Pourquoi corriger ce calcul changerait tout pour Curiosity et Perseverance
Curiosity roule sur Mars depuis août 2012. Perseverance, lui, a atterri en février 2021 dans le cratère Jezero. Les deux rovers ont déjà rencontré des zones à risque où leur progression a dû être ralentie ou redirigée par précaution. Chaque décision de trajectoire implique une évaluation du sol que les ingénieurs du JPL affinent en permanence — mais toujours avec les mêmes équations de base.
Si l’erreur de calcul identifiée dans les modèles de résistance du régolithe était corrigée, les équipes pourraient établir des cartes de praticabilité nettement plus précises. Cela permettrait d’accéder à des zones scientifiquement intéressantes qui sont aujourd’hui évitées par excès de prudence, et d’accélérer sensiblement la progression des rovers sur le terrain.
Ce que cela implique pour les futures missions habitées sur la Planète Rouge
L’enjeu dépasse largement les rovers robotiques. Une mission habitée sur Mars — que NASA et d’autres agences projettent pour les années 2030 ou 2040 — nécessitera que des astronautes, des véhicules pressurisés et du matériel lourd se déplacent à la surface. Un calcul erroné de la résistance du sol pourrait alors avoir des conséquences autrement plus graves qu’une mission rover perdue.
Selon les données publiées par le Centre national d’études spatiales (CNES), la coopération franco-américaine dans l’instrumentation martienne — notamment via l’instrument SuperCam embarqué sur Perseverance — contribue précisément à affiner la compréhension des propriétés physiques du sol. Chaque donnée récoltée in situ constitue un élément de correction des modèles terrestres défaillants.

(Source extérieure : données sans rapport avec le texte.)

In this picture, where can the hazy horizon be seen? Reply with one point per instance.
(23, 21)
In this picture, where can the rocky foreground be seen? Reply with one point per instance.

Une découverte qui relance le débat sur la fiabilité des simulations en laboratoire
La révélation de ce défaut de calcul soulève une question plus large sur la méthode scientifique appliquée à l’exploration spatiale. Combien d’autres paramètres martiens sont modélisés à partir d’analogues terrestres insuffisamment représentatifs ? La pression atmosphérique de Mars, environ 0,6 % de celle de la Terre, modifie le comportement des matériaux de façon que les chambres à vide des laboratoires ne reproduisent qu’imparfaitement.
« La complexité du sol martien nous oblige à remettre en question des hypothèses que nous pensions solides depuis des années », soulignait récemment un ingénieur spécialisé en géomécanique planétaire à l’Institut de physique du globe de Paris (IPGP), institution impliquée dans plusieurs programmes d’analyse du sous-sol de Mars. La prudence méthodologique, dit-il, doit désormais primer sur la confiance dans les modèles existants.
Prochaines étapes : recalibrer les modèles avant que les rovers ne perdent encore du terrain
Les équipes du JPL et leurs partenaires européens travaillent à intégrer les nouvelles données de résistance mesurées directement par Perseverance pour recalibrer les équations de base. Ce processus de mise à jour, qui implique des allers-retours de données entre Pasadena et les centres de recherche européens, prend du temps — d’autant que chaque transmission entre Mars et la Terre peut durer entre 3 et 22 minutes selon la position relative des deux planètes.
La question qui demeure ouverte est de savoir si ces corrections seront suffisamment avancées avant que Perseverance n’atteigne les terrains les plus complexes du cratère Jezero, où les dépôts sédimentaires anciens — cibles prioritaires de la recherche de traces de vie passée — pourraient précisément présenter les sols les plus imprévisibles.